Brad DeLong: Worthy reads on equitable growth, August 26–30, 2019

Worthy reads from Equitable Growth:

  1. Read Alexander Hertel-Fernandez, William Kimball, and Thomas Kochan, “How U.S. Workers Think About Workplace Democracy: The Structure of Individual Worker Preferences for Labor Representation,” in which they write: “Although never as powerful as in other advanced democracies, unions remain incredibly important economic and political organizations in the United States. Yet we know little about the structure of workers’ preferences for labor unions or other alternative labor organizations. We report the results of a conjoint experiment fielded on a nationally representative sample of more than 4,000 employees. We explore how workers’ willingness to join and financially support labor organizations varies depending on the specific benefits and services offered by those organizations. While workers value some aspects of traditional American unions very highly, especially collective bargaining, they would be even more willing to join and support organizations currently unavailable under U.S. law and practice. We also identify important cleavages in worker support for labor organizations engaged in politics and strikes. Our results shed light on the politics of labor organization, as well as civic association and membership more broadly.”
  2. Read Raksha Kopparam, “The Federal Reserve’s new Distributional Financial Accounts provide telling data on growing U.S. wealth and income inequality,” in which she writes: “The Federal Reserve Board … Distributional Financial Accounts … provides quarterly estimates of wealth distribution in the country from 1989 to 2019. The new dataset was created by integrating the Federal Reserve Board’s Financial Accounts with the Survey of Consumer Finances. Together, they contain reliable measures of the distribution of household-sector assets and liabilities from 1989, which gives policymakers and economists alike new insight into how the distribution of wealth has changed since the 1990s.”
  3. Read Korin Davis, “Equitable Growth invests $1.064 million in advancing research on inequality and growth.”

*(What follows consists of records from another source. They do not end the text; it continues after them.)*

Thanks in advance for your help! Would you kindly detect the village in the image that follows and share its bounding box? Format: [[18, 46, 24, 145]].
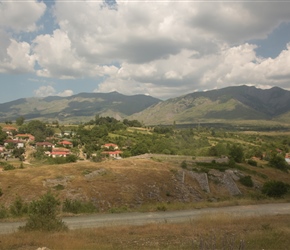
[[0, 125, 123, 163]]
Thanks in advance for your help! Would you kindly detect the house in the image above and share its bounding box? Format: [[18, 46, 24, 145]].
[[103, 143, 119, 150], [285, 153, 290, 165], [49, 147, 71, 158], [4, 139, 24, 148], [15, 134, 35, 141], [102, 150, 122, 159], [59, 140, 73, 147], [2, 126, 17, 135], [36, 142, 54, 148]]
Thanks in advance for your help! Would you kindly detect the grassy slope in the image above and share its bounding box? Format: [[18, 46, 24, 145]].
[[1, 157, 289, 212]]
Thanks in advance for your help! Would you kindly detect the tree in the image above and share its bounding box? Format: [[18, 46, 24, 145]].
[[16, 116, 25, 126], [229, 144, 244, 163], [20, 192, 67, 231], [0, 127, 7, 144], [269, 154, 288, 171], [262, 181, 288, 198]]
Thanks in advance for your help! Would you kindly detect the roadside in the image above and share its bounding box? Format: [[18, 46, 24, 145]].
[[1, 202, 289, 234]]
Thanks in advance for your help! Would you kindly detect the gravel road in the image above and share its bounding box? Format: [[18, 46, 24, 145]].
[[1, 203, 289, 234]]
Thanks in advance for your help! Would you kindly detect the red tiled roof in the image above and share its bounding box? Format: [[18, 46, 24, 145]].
[[60, 140, 73, 145], [102, 150, 123, 154], [51, 151, 70, 155], [52, 147, 70, 152], [36, 142, 53, 146], [3, 126, 17, 131], [104, 143, 118, 147], [16, 134, 35, 140], [4, 139, 23, 144]]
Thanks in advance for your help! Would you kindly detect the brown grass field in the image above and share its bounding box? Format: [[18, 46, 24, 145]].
[[1, 156, 290, 249], [1, 214, 290, 249]]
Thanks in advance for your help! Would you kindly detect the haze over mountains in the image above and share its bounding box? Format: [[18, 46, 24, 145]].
[[1, 85, 290, 125]]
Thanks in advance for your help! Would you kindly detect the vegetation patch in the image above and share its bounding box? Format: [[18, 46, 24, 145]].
[[239, 175, 254, 187]]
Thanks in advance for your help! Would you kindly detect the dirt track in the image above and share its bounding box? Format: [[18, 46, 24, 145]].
[[1, 202, 289, 234]]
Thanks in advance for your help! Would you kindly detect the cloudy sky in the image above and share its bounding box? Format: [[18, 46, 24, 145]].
[[1, 0, 290, 103]]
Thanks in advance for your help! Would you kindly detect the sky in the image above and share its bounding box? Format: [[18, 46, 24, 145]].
[[1, 0, 290, 103]]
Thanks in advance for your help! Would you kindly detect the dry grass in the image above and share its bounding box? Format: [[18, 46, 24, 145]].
[[1, 157, 290, 212], [1, 214, 290, 249]]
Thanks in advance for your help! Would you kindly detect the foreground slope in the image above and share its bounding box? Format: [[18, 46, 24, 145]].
[[1, 156, 289, 211]]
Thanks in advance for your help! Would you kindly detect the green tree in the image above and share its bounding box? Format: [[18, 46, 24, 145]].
[[20, 192, 67, 231], [229, 144, 244, 163], [16, 116, 25, 126], [262, 181, 288, 198], [0, 127, 7, 144], [269, 154, 288, 171]]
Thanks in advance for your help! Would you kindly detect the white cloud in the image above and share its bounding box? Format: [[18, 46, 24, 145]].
[[0, 0, 45, 74], [0, 0, 46, 32], [34, 85, 74, 98], [0, 39, 35, 73], [34, 85, 56, 97], [2, 1, 290, 99], [58, 90, 74, 97]]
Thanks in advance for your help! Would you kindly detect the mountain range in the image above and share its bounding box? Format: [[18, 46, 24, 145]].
[[1, 85, 290, 125]]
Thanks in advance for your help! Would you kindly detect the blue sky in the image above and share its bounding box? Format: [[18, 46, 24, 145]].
[[1, 1, 290, 103]]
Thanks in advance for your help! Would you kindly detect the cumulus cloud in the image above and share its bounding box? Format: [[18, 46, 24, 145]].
[[0, 0, 45, 74], [2, 1, 290, 99], [34, 85, 56, 97], [34, 85, 73, 98], [0, 0, 46, 32]]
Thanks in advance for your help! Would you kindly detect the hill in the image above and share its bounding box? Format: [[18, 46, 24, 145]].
[[0, 92, 161, 123], [2, 85, 290, 125], [130, 85, 290, 125], [1, 156, 289, 212]]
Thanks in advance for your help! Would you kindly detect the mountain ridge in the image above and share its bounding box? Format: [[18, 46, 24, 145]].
[[129, 85, 290, 125], [1, 85, 290, 124]]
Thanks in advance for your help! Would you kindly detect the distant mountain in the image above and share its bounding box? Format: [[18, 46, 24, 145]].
[[129, 85, 290, 125], [0, 92, 161, 123]]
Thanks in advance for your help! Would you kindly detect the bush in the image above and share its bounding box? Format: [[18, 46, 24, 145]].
[[0, 205, 8, 219], [262, 181, 288, 198], [239, 175, 254, 187], [63, 199, 97, 214], [180, 160, 187, 169], [3, 164, 15, 171], [269, 154, 289, 171], [9, 196, 28, 217], [247, 159, 257, 167], [20, 192, 67, 231]]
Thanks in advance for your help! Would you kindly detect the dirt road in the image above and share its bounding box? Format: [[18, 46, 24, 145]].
[[1, 203, 289, 234]]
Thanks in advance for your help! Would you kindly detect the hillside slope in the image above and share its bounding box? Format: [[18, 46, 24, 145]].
[[1, 157, 288, 212], [130, 85, 290, 125], [0, 92, 161, 123]]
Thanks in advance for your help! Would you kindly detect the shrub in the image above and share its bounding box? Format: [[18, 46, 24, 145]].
[[9, 196, 28, 217], [239, 175, 254, 187], [0, 188, 3, 197], [20, 192, 67, 231], [63, 199, 97, 214], [3, 164, 15, 171], [262, 181, 288, 198], [181, 160, 187, 169], [269, 154, 289, 171], [0, 205, 8, 219], [247, 159, 257, 167]]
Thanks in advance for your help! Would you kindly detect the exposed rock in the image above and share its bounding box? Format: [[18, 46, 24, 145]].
[[188, 172, 210, 193], [84, 168, 107, 179]]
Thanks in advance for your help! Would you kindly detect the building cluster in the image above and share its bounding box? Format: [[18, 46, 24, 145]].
[[0, 126, 122, 161]]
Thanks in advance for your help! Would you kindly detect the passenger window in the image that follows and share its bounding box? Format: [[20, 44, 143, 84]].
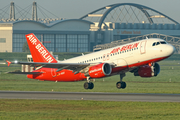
[[152, 42, 156, 46]]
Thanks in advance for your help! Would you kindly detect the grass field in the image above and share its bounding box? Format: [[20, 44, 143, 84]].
[[0, 99, 180, 120], [0, 60, 180, 93], [1, 53, 180, 120]]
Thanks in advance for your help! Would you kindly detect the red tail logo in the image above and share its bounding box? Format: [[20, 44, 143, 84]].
[[25, 33, 57, 63]]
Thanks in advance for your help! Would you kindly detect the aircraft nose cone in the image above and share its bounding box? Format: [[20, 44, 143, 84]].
[[167, 44, 175, 56]]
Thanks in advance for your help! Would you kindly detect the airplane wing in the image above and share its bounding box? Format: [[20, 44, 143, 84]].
[[8, 72, 42, 74], [7, 61, 91, 72]]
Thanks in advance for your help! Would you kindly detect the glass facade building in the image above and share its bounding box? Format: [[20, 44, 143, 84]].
[[13, 34, 89, 52]]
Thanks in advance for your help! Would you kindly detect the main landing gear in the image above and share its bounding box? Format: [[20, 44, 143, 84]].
[[84, 77, 94, 89], [84, 73, 127, 90], [116, 73, 127, 89]]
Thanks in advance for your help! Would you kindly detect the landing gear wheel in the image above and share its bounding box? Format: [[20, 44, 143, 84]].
[[84, 82, 89, 89], [121, 82, 126, 89], [116, 81, 126, 89], [116, 82, 121, 89], [84, 82, 94, 90], [89, 82, 94, 89]]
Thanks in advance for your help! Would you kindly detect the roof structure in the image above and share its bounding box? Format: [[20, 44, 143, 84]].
[[0, 2, 64, 24], [0, 19, 93, 29], [80, 3, 179, 30]]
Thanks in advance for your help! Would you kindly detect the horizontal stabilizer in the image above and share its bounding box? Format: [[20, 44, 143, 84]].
[[6, 60, 12, 66]]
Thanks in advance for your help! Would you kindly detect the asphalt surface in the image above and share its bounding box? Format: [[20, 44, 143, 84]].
[[0, 91, 180, 102]]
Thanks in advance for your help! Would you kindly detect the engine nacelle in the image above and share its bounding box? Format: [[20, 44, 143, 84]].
[[134, 63, 160, 77], [88, 63, 112, 78]]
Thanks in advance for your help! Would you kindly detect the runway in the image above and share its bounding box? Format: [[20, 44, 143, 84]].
[[0, 91, 180, 102]]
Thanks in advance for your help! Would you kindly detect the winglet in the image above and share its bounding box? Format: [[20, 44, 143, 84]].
[[6, 60, 12, 66], [25, 33, 57, 63]]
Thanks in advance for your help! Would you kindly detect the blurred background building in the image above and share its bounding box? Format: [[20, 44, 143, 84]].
[[0, 2, 180, 53]]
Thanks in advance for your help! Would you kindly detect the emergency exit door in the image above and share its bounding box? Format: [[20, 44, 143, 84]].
[[140, 40, 146, 54]]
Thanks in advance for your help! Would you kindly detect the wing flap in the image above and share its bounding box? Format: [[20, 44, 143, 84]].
[[7, 61, 90, 72], [8, 72, 42, 74]]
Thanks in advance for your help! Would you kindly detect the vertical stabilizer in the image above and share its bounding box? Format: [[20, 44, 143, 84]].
[[25, 33, 57, 63]]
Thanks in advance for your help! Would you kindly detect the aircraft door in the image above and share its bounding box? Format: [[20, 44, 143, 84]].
[[140, 40, 147, 54]]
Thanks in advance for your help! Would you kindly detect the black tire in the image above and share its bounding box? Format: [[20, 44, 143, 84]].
[[89, 82, 94, 89], [116, 81, 126, 89], [116, 82, 121, 89], [121, 82, 126, 89], [84, 82, 89, 89]]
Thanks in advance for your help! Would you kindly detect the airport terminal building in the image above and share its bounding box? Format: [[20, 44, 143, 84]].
[[0, 19, 92, 52], [0, 2, 180, 53]]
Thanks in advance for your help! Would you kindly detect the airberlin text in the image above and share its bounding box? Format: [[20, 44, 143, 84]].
[[89, 68, 102, 73], [27, 35, 54, 63], [110, 42, 139, 54]]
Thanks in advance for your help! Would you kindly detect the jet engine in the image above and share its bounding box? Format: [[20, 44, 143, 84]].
[[88, 63, 112, 78], [134, 63, 160, 77]]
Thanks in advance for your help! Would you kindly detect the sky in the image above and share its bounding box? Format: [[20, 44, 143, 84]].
[[1, 0, 180, 22]]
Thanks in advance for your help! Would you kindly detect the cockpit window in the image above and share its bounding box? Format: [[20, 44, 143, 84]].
[[156, 42, 160, 45], [160, 41, 167, 44], [152, 41, 167, 46], [152, 42, 156, 46]]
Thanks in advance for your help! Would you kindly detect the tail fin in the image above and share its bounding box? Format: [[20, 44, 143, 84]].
[[25, 33, 57, 63]]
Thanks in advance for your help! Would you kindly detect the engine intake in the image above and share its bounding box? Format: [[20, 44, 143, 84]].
[[88, 63, 112, 78]]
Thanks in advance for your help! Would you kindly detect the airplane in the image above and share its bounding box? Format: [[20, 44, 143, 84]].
[[6, 33, 175, 90]]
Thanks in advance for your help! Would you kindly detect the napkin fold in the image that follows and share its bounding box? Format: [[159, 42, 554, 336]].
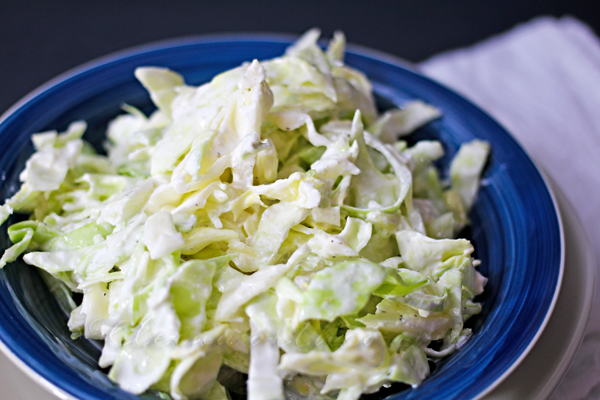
[[420, 16, 600, 400]]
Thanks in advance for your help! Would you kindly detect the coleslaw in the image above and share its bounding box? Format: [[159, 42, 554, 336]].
[[0, 29, 489, 400]]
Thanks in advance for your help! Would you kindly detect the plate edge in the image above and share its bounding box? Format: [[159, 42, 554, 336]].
[[534, 176, 596, 399], [0, 338, 75, 400]]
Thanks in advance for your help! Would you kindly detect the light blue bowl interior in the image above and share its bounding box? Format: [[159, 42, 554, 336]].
[[0, 37, 561, 400]]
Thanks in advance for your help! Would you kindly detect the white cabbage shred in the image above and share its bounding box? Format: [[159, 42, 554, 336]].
[[0, 29, 489, 400]]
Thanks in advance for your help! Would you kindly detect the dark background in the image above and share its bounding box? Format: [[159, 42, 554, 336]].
[[1, 0, 599, 114]]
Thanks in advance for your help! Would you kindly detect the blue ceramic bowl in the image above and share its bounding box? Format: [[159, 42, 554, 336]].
[[0, 35, 562, 400]]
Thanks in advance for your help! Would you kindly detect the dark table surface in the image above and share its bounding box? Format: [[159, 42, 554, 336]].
[[1, 0, 598, 115]]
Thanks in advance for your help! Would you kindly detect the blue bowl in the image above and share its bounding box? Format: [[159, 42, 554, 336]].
[[0, 35, 562, 400]]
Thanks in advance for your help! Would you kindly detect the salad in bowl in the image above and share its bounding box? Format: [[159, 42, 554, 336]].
[[0, 30, 490, 400]]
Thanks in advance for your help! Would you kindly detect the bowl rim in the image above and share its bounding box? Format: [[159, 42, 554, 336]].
[[0, 32, 565, 400], [473, 164, 564, 399]]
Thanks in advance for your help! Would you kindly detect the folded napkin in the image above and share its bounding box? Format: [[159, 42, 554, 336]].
[[420, 16, 600, 400]]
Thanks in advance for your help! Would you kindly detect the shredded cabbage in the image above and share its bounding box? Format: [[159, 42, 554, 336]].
[[0, 29, 489, 399]]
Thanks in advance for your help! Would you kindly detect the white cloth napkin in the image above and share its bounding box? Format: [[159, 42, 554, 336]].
[[420, 16, 600, 400]]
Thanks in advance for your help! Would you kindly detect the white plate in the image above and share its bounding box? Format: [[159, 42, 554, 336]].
[[0, 183, 592, 400]]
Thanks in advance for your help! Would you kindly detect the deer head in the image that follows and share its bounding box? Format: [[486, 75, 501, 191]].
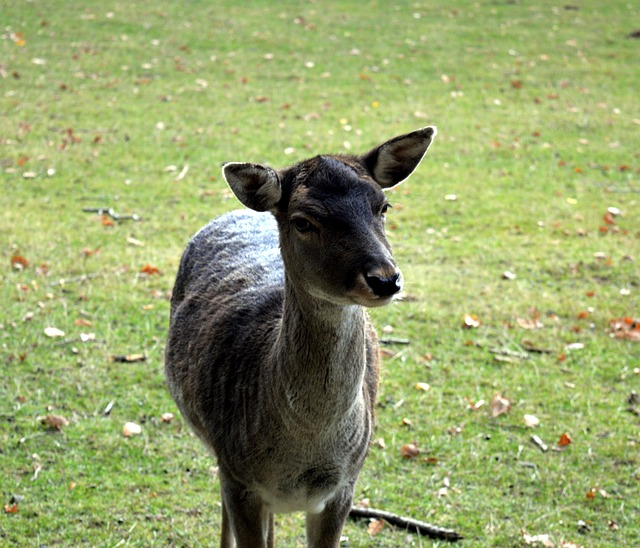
[[222, 126, 436, 307]]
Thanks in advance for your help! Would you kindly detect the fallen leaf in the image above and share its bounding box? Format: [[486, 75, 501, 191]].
[[39, 414, 69, 430], [82, 247, 101, 257], [101, 214, 114, 227], [4, 503, 18, 514], [367, 519, 385, 536], [566, 342, 585, 350], [123, 422, 142, 437], [10, 255, 29, 269], [400, 442, 420, 459], [462, 313, 481, 329], [466, 397, 486, 411], [373, 437, 386, 449], [415, 382, 430, 392], [140, 264, 161, 275], [44, 327, 65, 338], [517, 317, 544, 329], [557, 432, 572, 447], [491, 393, 511, 417], [524, 414, 540, 428]]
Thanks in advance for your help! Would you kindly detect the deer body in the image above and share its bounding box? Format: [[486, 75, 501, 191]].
[[165, 127, 436, 547]]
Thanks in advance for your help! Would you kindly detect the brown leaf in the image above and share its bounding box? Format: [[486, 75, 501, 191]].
[[367, 519, 385, 536], [4, 503, 18, 514], [82, 247, 101, 257], [140, 264, 161, 275], [491, 393, 511, 417], [74, 318, 93, 327], [39, 414, 69, 431], [10, 255, 29, 270], [400, 442, 420, 459], [557, 432, 572, 447]]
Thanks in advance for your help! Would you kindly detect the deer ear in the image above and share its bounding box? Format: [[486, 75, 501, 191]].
[[222, 162, 282, 212], [361, 126, 437, 189]]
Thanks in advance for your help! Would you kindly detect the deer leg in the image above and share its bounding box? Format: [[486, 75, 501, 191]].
[[305, 488, 353, 548], [220, 500, 235, 548], [220, 477, 270, 548], [267, 512, 275, 548]]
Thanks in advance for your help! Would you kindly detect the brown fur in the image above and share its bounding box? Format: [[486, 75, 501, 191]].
[[165, 127, 436, 547]]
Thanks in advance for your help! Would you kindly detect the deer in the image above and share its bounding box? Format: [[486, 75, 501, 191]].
[[165, 126, 437, 547]]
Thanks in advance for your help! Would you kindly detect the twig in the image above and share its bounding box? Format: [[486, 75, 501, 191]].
[[489, 348, 530, 360], [49, 273, 101, 286], [380, 337, 411, 345], [82, 207, 140, 221], [349, 506, 463, 541], [520, 341, 553, 354]]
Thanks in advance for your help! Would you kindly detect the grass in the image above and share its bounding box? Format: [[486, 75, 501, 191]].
[[1, 0, 638, 545]]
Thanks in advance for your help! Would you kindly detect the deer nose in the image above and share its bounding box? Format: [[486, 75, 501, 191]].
[[365, 270, 402, 297]]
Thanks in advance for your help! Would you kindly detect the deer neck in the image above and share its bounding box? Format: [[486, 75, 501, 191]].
[[272, 278, 368, 426]]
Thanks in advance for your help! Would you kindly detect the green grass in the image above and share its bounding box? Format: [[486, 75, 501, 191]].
[[1, 0, 638, 546]]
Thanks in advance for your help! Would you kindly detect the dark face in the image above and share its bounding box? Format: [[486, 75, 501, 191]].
[[275, 156, 402, 307]]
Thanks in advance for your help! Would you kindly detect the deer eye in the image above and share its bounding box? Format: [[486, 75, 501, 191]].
[[291, 216, 314, 233], [380, 203, 392, 217]]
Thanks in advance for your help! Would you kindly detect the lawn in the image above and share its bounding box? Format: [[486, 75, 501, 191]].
[[1, 0, 638, 546]]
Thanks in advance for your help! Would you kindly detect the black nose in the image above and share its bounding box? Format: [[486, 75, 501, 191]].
[[365, 271, 402, 297]]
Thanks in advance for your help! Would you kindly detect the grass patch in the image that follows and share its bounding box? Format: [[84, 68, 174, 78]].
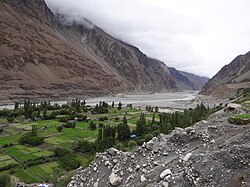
[[13, 168, 40, 183], [0, 134, 21, 146], [228, 114, 250, 125], [29, 161, 62, 181], [0, 159, 17, 168], [3, 145, 53, 163]]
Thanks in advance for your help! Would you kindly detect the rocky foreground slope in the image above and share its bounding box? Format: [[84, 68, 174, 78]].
[[200, 51, 250, 98], [68, 109, 250, 187], [0, 0, 208, 101]]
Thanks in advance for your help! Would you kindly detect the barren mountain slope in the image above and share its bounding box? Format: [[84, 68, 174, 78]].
[[68, 109, 250, 187], [0, 0, 208, 101], [200, 51, 250, 98]]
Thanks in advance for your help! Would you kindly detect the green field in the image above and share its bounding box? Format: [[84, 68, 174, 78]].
[[3, 145, 54, 163], [0, 101, 155, 185]]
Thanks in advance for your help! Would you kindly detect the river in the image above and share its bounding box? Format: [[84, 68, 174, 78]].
[[0, 91, 199, 110]]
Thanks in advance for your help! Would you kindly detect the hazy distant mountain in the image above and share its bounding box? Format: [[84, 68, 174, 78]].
[[169, 67, 208, 91], [200, 51, 250, 97], [0, 0, 208, 100]]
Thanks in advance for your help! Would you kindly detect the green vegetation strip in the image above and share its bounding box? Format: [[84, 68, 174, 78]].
[[228, 114, 250, 125]]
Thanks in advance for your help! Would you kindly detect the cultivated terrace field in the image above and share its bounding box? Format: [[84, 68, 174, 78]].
[[0, 99, 215, 185]]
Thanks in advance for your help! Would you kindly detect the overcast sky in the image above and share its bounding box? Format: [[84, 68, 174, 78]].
[[45, 0, 250, 78]]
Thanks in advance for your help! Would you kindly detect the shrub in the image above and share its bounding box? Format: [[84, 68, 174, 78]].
[[0, 174, 11, 187], [99, 123, 104, 128], [79, 115, 87, 122], [59, 154, 81, 171], [57, 125, 63, 132], [128, 140, 137, 149], [114, 143, 126, 151], [2, 143, 13, 148], [145, 134, 153, 142], [136, 138, 146, 146], [7, 117, 14, 123], [63, 121, 76, 128], [89, 121, 96, 130], [19, 132, 44, 146], [152, 130, 160, 137], [58, 108, 70, 115], [228, 114, 250, 125], [58, 117, 69, 123], [74, 140, 96, 154], [114, 117, 120, 121], [99, 116, 108, 121], [53, 147, 70, 157]]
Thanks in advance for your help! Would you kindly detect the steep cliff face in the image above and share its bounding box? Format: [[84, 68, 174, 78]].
[[0, 0, 125, 100], [0, 0, 207, 100], [200, 51, 250, 98]]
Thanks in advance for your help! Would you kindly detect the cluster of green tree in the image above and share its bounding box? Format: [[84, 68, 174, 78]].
[[99, 116, 108, 121], [117, 117, 131, 140], [19, 125, 44, 146], [3, 98, 88, 121], [134, 103, 217, 139], [58, 113, 87, 123], [74, 124, 117, 154], [146, 105, 159, 113], [52, 147, 81, 171], [92, 101, 109, 114], [136, 113, 147, 136], [158, 103, 213, 133], [70, 98, 87, 113]]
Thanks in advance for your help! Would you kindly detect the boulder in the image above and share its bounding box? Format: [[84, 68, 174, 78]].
[[160, 169, 172, 179], [109, 172, 123, 186]]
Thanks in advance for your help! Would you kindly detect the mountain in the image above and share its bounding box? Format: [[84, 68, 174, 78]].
[[169, 67, 208, 90], [200, 51, 250, 98], [0, 0, 207, 101]]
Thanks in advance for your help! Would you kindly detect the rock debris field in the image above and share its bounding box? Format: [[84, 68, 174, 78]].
[[68, 109, 250, 187]]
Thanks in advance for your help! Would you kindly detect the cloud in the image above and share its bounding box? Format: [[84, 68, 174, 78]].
[[45, 0, 250, 78]]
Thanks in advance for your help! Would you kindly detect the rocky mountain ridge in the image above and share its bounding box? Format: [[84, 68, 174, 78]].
[[200, 51, 250, 98], [68, 108, 250, 187], [0, 0, 208, 101]]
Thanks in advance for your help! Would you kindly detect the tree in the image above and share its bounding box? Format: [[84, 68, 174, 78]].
[[155, 106, 159, 113], [7, 117, 14, 123], [151, 113, 155, 124], [57, 125, 63, 132], [53, 147, 69, 157], [112, 101, 114, 108], [24, 99, 32, 119], [89, 121, 96, 130], [19, 132, 44, 146], [118, 102, 122, 109], [97, 129, 103, 144], [14, 102, 19, 110], [117, 122, 131, 140], [31, 125, 37, 136], [43, 107, 47, 119], [74, 140, 96, 154], [59, 154, 81, 171], [136, 113, 147, 136]]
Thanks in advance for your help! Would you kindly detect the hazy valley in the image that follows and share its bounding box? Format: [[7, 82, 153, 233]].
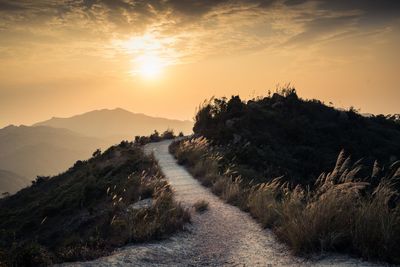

Worthy reads not from Equitable Growth:

  1. We have a social insurance system in which employers play a large role as intermediaries between individual workers and the government. We have such a system in large part because right-wingers in the 1920s argued that you did not need government-provided social insurance because private employers could and would step up to the task in order to boost the morale of their workers. What Uber Technologies, Inc. and Lyft, Inc. are now complaining about was originally a piece of a movement to keep government small. Thus, there is a certain historical irony in their attempt to shed their part of the social welfare mission that their predecessor entrepreneurs of a century ago assured one and all that they were eager to embrace. Read Matthew Chapman, “Uber and Lyft put up $60 million for ballot fight to avoid paying their drivers as employees” in which he writes: “On Thursday, Bloomberg News reported that ride-sharing giants Uber and Lyft are prepared to spend $60 million in support of a potential California ballot question in 2020 that would prevent their workers from being classified as employees. The push comes as the California legislature advances AB 5, which would require any workers who perform functions that aren’t outside the course of their employer’s business to be classified as an employee—codifying a decision last year by the California Supreme Court. Uber and Lyft have kept their margins low by classifying their workers as self-employed contractors who just happen to use their app as a social network to find passengers. This means that they are not covered by a number of protections that employees receive, like the right to unionize or to receive overtime pay.”
  2. I believe all these effects are very real. It still amazes me that we are not seeing them in aggregate productivity growth numbers. Read Sean Gallagher, “The fourth Industrial Revolution emerges from AI and the Internet of Things,” in which he writes: “IoT has arrived on the factory floor with the force of Kool-Aid Man exploding through walls … Smart, cheap, sensor-laden devices paired with powerful analytics and algorithms have been changing the industrial world … Companies are seeing more precise, higher quality manufacturing with lowered operational costs; less downtime because of predictive maintenance and intelligence in the supply chain; and fewer injuries on factory floors because of more adaptable equipment. And outside of the factory, other industries could benefit from having a nervous system of sensors, analytics to process ‘lakes’ of data, and just-in-time responses to emergent issues—aviation, energy, logistics, and many other businesses that rely on reliable, predictable things could also get a boost. But the new way comes with significant challenges, not the least of which are the security and resilience of the networked nervous systems stitching all this new magic together … And then there’s always that whole ‘robots are stealing our jobs’ thing. (The truth is much more complicated).”
  3. Those who are already doing well in world labor markets are able to benefit—or at least to lose less—from disruption. It is those who are not doing so well who find their inferiority of position amplified by occupation. Read Per-Anders Edin, Tiernan Evans, Georg Graetz, Sofia Hernnäs, and Guy Michaels, “The individual consequences of occupational decline,” in which they write: “Outcomes for similar workers in similar occupations over 28 years … the consequences of large declines in occupational employment … [m]ean losses in earnings and employment for those initially working in occupations that later declined are relatively moderate, [but] low-earners lose significantly more.”